Où en est la Grèce aujourd’hui ? Six ans après avoir frôlé la banqueroute, la Grèce n’est toujours pas sortie de la crise. Elle détient toujours le record européen en termes de chômage, 25% de la population active selon Eurostat, mais aussi en termes d’endettement public : sa dette représente près de 180% de son PIB, alors que la moyenne européenne est de 85% du PIB. Bref, la Grèce reste convalescente et la situation ne devrait pas s’arranger à court terme : après une croissance estimée à -0,2% en 2015, la Commission européenne table sur  -0,3% en 2016.

La Grèce est donc toujours en plein marasme, alors qu’elle enchaîne pourtant les réformes de normalisation vis-à-vis des standards européens. Mais le pays part de tellement loin que ces changements n’ont pour l’instant pas permis de relancer l’économie, quand ils n’ont pas tendance à la ralentir davantage. Et pendant ce temps-là, elle doit continuer à rembourser ses dettes. A court d’argent à l’été 2015, Athènes a donc dû demander l’aide des Européens pour bénéficier d’un troisième plan d’aide : 85 milliards d’euros contre une nouvelle série de réformes.

Pourquoi attend-elle une réponse rapide des Européens ? Athènes estime avoir fait ce qui lui était demandé et demande donc les contreparties prévues : le versement d’une partie des 85 milliards d’euros prévus. Cet argent, la Grèce en a besoin rapidement puisqu’elle doit rembourser environ 2,2 milliards d’euros à la Banque centrale européenne (BCE) le 20 juillet. Sans oublier les 14,5 milliards d'euros dus au Fonds monétaire international (FMI).

Sauf que ses interlocuteurs ne sont, eux, pas unanimes sur les avancées de la Grèce et notamment par rapport à un objectif chiffré : atteindre un excédent primaire, c’est-à-dire avant paiement des intérêts de la dette, de 3,5% en 2018. Certains créanciers doutent que la Grèce y arrive et attendent de nouvelles réformes pour débloquer l’argent promis.
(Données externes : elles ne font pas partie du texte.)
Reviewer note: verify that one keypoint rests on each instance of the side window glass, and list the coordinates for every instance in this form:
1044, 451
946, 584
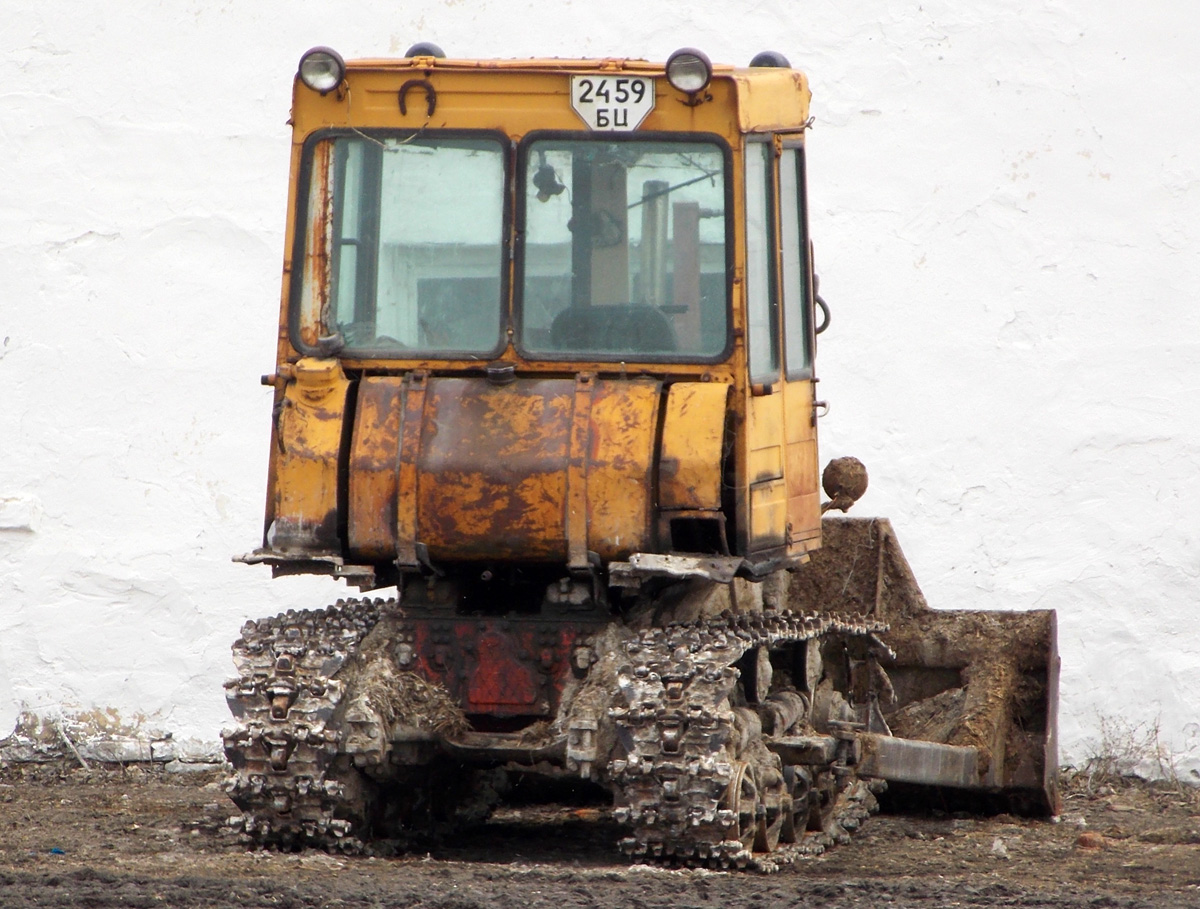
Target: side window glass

En revanche, d’autres estiment que le plus gros a été fait, à l’image de la France : "les Grecs ont fait tous les efforts que nous leur avons demandés de faire et nul ne peut mettre en doute à la fois la sincérité et la capacité de ce gouvernement à mettre en oeuvre des réformes", a souligné lundi le ministre français des Finances, Michel Sapin.

Pourquoi le dossier grec prend-il autant de temps ? Si les Européens ont le plus grand mal à valider les dernières réformes menées en Grèce, ce n’est pas seulement à cause d’une difficulté d’évaluation : c’est aussi une manière de repousser l’étape d’après.

Car le prochain sujet de discussion à propos de la Grèce est bien plus sensible : l’effacement ou le rééchelonnement de la dette. Depuis son arrivée au pouvoir, Alexis Tsipras répète que son pays ne pourra jamais se redresser sans qu’une partie de sa dette soit effacée, un point de vue que partage désormais le FMI. En face, ses créanciers lui rétorquent que sa dette a déjà été à moitié effacée en 2012, que ses taux d’intérêt ont déjà été revus à la baisse, et que ce n’est pas à eux de payer pour les erreurs passées des Grecs. L’Allemagne, qui a le plus prêté à la Grèce depuis 2010, est notamment sur cette ligne.

Les débats entre Européens s’annoncent donc aussi vifs que longs, bien que certaines lignes commencent à bouger. En Allemagne, où le vice-chancelier allemand est favorable à un allègement de dette, mais aussi en Europe, où le président de la zone euro veut un accord sur la dette dans les deux semaines. En attendant, la Grèce a déjà marqué un point en mettant le sujet sur la table.